In the course of planning this event, North Carolina YAL actually had one of the best problems you can have: too many volunteers. Students had to be split up into one of three volunteer locations: The Children’s Home of Winston-Salem, the SECU Family House, and the Forsyth County Habitat for Humanity ReStore.

1.  Five students representing Salem College and Appalachian State University joined together to cook dinner for residents of the SECU Family House. The SECU Family House provides affordable lodging in a caring environment for medical patients and their families who travel to Winston-Salem, N.C., for medical treatment. The group made pepperoni, cheese and pineapple pizza from scratch and pasta for Saturday night’s dinner.


For most of the students, this was the first time they had ever cut a pineapple or made pizza dough but together, we served and learned from one another. For patients and family members who spend long hours in a hospital, coming back to a home-cooked meal and friendly faces can make a big difference.


Our group spent only a couple of hours in the SECU kitchen laughing, cooking, and enjoying each others company. However, that small commitment translated to the happiness and relief of an individual or family in need.

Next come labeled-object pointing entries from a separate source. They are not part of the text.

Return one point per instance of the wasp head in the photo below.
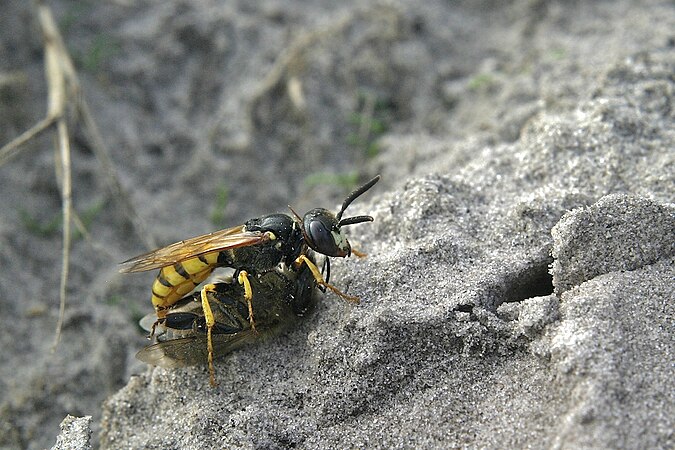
(323, 230)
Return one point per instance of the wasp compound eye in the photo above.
(323, 233)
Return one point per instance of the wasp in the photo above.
(252, 249)
(280, 297)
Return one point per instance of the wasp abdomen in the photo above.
(177, 280)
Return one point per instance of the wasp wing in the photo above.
(192, 351)
(228, 238)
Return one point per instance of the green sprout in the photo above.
(347, 180)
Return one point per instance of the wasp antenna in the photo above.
(353, 220)
(354, 195)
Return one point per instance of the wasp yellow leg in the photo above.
(210, 322)
(248, 295)
(302, 259)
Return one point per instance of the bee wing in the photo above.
(191, 351)
(179, 251)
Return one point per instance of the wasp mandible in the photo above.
(252, 249)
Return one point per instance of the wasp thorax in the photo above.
(323, 233)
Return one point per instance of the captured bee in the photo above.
(252, 249)
(280, 297)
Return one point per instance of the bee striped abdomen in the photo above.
(175, 281)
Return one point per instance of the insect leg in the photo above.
(210, 322)
(248, 295)
(302, 259)
(358, 253)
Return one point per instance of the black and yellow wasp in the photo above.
(280, 297)
(258, 246)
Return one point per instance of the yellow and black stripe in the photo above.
(175, 281)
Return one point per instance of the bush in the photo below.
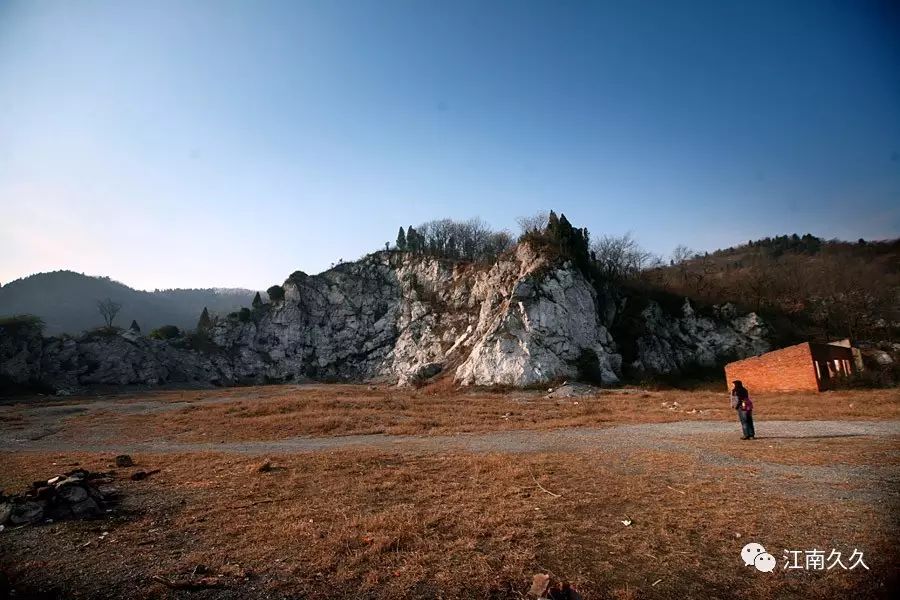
(166, 332)
(276, 293)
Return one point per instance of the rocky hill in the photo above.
(529, 317)
(67, 302)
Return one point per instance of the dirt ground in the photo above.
(380, 493)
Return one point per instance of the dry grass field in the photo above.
(400, 509)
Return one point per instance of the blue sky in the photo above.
(211, 143)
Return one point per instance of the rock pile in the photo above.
(75, 495)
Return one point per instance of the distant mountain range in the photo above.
(67, 302)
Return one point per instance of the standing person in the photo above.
(740, 400)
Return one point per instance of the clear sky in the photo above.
(195, 143)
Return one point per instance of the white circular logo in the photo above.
(750, 552)
(764, 562)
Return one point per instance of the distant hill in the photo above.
(67, 302)
(816, 288)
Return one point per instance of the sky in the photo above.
(201, 143)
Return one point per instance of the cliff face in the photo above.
(401, 318)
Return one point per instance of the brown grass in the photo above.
(362, 524)
(274, 412)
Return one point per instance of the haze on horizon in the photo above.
(228, 144)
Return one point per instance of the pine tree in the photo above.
(204, 322)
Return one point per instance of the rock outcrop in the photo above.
(402, 318)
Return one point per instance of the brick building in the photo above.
(804, 367)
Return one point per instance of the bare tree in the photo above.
(108, 310)
(620, 257)
(533, 223)
(681, 254)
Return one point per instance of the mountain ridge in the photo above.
(67, 302)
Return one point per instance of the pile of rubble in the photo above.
(75, 495)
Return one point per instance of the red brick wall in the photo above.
(788, 369)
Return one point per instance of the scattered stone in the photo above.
(73, 495)
(26, 512)
(539, 584)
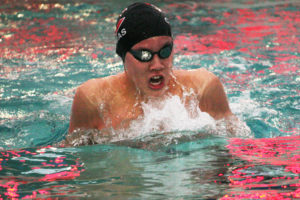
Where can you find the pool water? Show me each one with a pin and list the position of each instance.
(48, 48)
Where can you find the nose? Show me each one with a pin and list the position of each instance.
(156, 64)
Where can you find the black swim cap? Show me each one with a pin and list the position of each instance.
(138, 22)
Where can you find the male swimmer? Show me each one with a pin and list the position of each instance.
(145, 44)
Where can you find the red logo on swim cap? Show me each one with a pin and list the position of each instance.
(119, 24)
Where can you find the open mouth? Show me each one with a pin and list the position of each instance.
(156, 82)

2. The Children’s Home, based in the heart of Winston-Salem North Carolina, is a safe home open to children that are experiencing problems in their at home life. Twenty YALers helped John, a sophomore at Mt. Tabor High School, complete his Eagle project on site. His project requirements included getting a set number of service hours documented — our group was able to put him way over this requirement!

group children

Students searched the location for different pieces of nature, such as rocks, pinecones, old chairs by the barn, and any random objects that could be painted to become part of the new décor outside the children’s art center. Students also stained a picnic table, put in plants, and spread pine needles. YALers at the Children’s Home came from UNC, Wake Forest, NC State, and Appalachian State.


]At the conclusion of the day, John’s father wanted to discuss who we were and what YAL does. Turns out he was a fellow supporter of liberty as well! As a professor at High Point University, we plan on working with him to start up a new chapter.

yal girls

3. At the Habitat for Humanity ReStore, through sheer brute force and will power, a group of fifteen helped create a more organized and clean shopping environment. The ReStore, a massive warehouse facility taking a constant stream of donations, uses its profits to help fund the construction of homes for needy members of the community. A conglomeration of donations can quickly build up into unmanageable piles — home décor and construction materials are constantly coming and going.

group habitat

Our group was put to work cleaning and organizing anything and everything: air conditioning units, doors and windows, construction supplies, sinks/tubs, and home furniture. At the end of the day, the store was a much more breathable and aesthetically pleasing place to shop. Most did not escape without their fair share of coughs — a major sweep was required.


Properly organizing and displaying items for sale will, hopefully, result in more purchases for the store — a valuable lesson in private enterprise! Some even made some discoveries and did a little shopping. Purchases included an antique sewing machine and misprinted coffee mugs.


The group at the ReStore was made up of students from UNC, Wake Forest, and the North Carolina School of the Arts. It was a fantastic chance to make new friends inside (and outside) the YAL network.

After a long day of volunteering, everyone reconvened at a popular local restaurant to wind down and get fed. All-in-all, it was a long Saturday — especially for those who drove long distances — but it was well worth it. The statewide network will be crucial moving forward as we continue to build and sustain an activism machine! Well done, everyone!